While containers do not allow for any forms of isolation not already possible, in practice they make configuring isolation much simpler. They limit isolation to container/host instead of process/OS. By binding containers to virtual networks or interfaces, they simplify firewall rules. Container implementations often provide sensible SELinux or other protection defaults that can be easily extended.

The trade-off is that containers expose an additional container/container attack-surface that is not as trivial to isolate.

Advantage #3: Containers Have More Limited and Explicit Dependencies

The Base Case

Containers are meant to eliminate “works for me” problems. A common cause of “works for me” problems in traditional installations is hidden dependencies. An example is a software component depending on a common command line utility without a developer knowing it. Besides creating instability over installation types, this is a security issue. A sysadmin cannot protect against a vulnerability in a component they do not know is being used.

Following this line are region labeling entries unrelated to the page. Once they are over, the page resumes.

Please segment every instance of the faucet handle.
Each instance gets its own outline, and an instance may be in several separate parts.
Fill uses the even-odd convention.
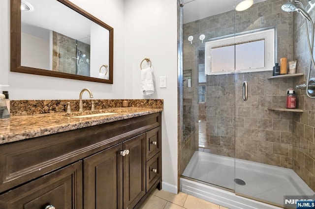
[[[62,102],[62,103],[60,103],[61,104],[63,104],[63,105],[67,105],[67,109],[66,109],[66,113],[70,113],[71,112],[71,106],[70,106],[70,102]]]
[[[92,106],[91,108],[91,110],[92,111],[95,110],[95,107],[94,107],[94,104],[95,104],[95,103],[98,103],[98,102],[97,102],[97,101],[95,101],[95,102],[92,101]]]

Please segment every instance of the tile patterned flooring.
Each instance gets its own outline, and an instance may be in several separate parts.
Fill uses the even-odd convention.
[[[140,208],[141,209],[228,209],[180,192],[175,194],[156,189]]]

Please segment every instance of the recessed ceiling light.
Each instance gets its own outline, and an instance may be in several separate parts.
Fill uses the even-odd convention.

The flip-side of unknown dependencies and of much greater concern is extraneous or cross-over components. Components needed by one portion of the stack can actually make other components not designed with them in mind extremely dangerous. Many privilege escalation flaws involve abusing access to suid programs that, while essential to some applications, are extraneous to others.

The Contained Case

Obviously, container isolation helps prevent component dependency cross-over but containers also help to minimize extraneous dependencies. Containers are not virtual machines. Containers do not not have to boot, they do not have to support interactive usage, they are usually single user, and can be simpler than a full operating system in any number of ways. Thus containers can eschew service launchers, shells, sensitive configuration files, and other cruft that serves (from an application perspective) to only serve as an attack surface.

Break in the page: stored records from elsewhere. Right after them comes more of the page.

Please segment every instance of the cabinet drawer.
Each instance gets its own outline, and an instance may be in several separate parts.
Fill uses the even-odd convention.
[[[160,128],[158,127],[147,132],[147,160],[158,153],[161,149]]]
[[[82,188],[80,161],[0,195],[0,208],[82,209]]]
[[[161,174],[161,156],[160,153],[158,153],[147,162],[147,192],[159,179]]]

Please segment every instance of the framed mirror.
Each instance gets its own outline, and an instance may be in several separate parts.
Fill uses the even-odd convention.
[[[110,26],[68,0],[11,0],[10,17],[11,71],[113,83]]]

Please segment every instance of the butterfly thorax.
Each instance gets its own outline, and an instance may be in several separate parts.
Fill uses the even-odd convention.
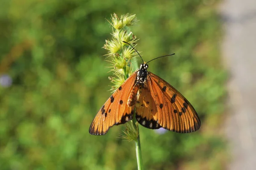
[[[148,76],[148,71],[147,69],[148,68],[148,65],[146,64],[141,64],[140,68],[137,72],[137,77],[136,82],[130,94],[129,98],[127,101],[127,105],[129,107],[133,106],[135,103],[136,96],[137,95],[137,93],[140,88],[141,85],[143,86],[146,81],[147,76]]]
[[[136,83],[143,84],[147,76],[148,76],[148,71],[147,69],[148,65],[146,64],[141,64],[140,69],[137,73],[137,81]]]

Truly minimal custom containers will more or less look like just the top few layers of their RPM/Deb/pkg “pyramid” without any of the bottom layers. Even “general” purpose containers are undergoing a healthy “race to the bottom” to have as minimal a starting footprint as possible. The Docker version of RHEL 7, an operating system not exactly famous for minimalism, is itself less than 155 megs uncompressed.

The Advantage

Container isolation means that when a portion of your application stack has a dependency, that dependency’s attack surface is available only to that portion of your application. This is in stark contrast to traditional installations where attack surfaces are always additive. Exploitation almost always involves chaining multiple vulnerabilities, so this advantage may be one of containers’ most powerful.

A common security complaint regarding containers is that in many ways they are comparable to statically linked binaries. The flip side is that this puts pressure on developers and maintainers to minimize the size of these blobs, which minimizes their attack surface. Shellshock is a good example of the kind of vulnerability this mitigates. It is nearly impossible for a traditional container to not have a highly complex shell, but many containers ship without a shell of any kind.

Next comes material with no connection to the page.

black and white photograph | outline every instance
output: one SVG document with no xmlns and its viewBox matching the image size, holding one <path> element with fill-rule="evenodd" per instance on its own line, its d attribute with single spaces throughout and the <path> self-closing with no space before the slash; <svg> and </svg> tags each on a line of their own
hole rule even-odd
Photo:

Beyond containers themselves this pressure has resulted in the rise of the minimal host operating system (e.g. Atomic, CoreOS, RancherOS). This has brought a reduced attack surface (and in the case of Atomic a certain degree of immutability) to the host as well as the container.

Containers Is As Containers Do

Other security advantages of containers include working well in an immutable and/or stateless paradigms, good content auditability (especially compared to virtual machines), and—potentially—good verifiability. A single blog post can’t cover all of the upsides of containers, much less the upsides and downsides. Ultimately, a large part of understanding the security impact of containers is coming to terms with the fact that containers are neither degenerate virtual machines nor superior jails. They are a unique technology whose impact needs to be assessed on its own.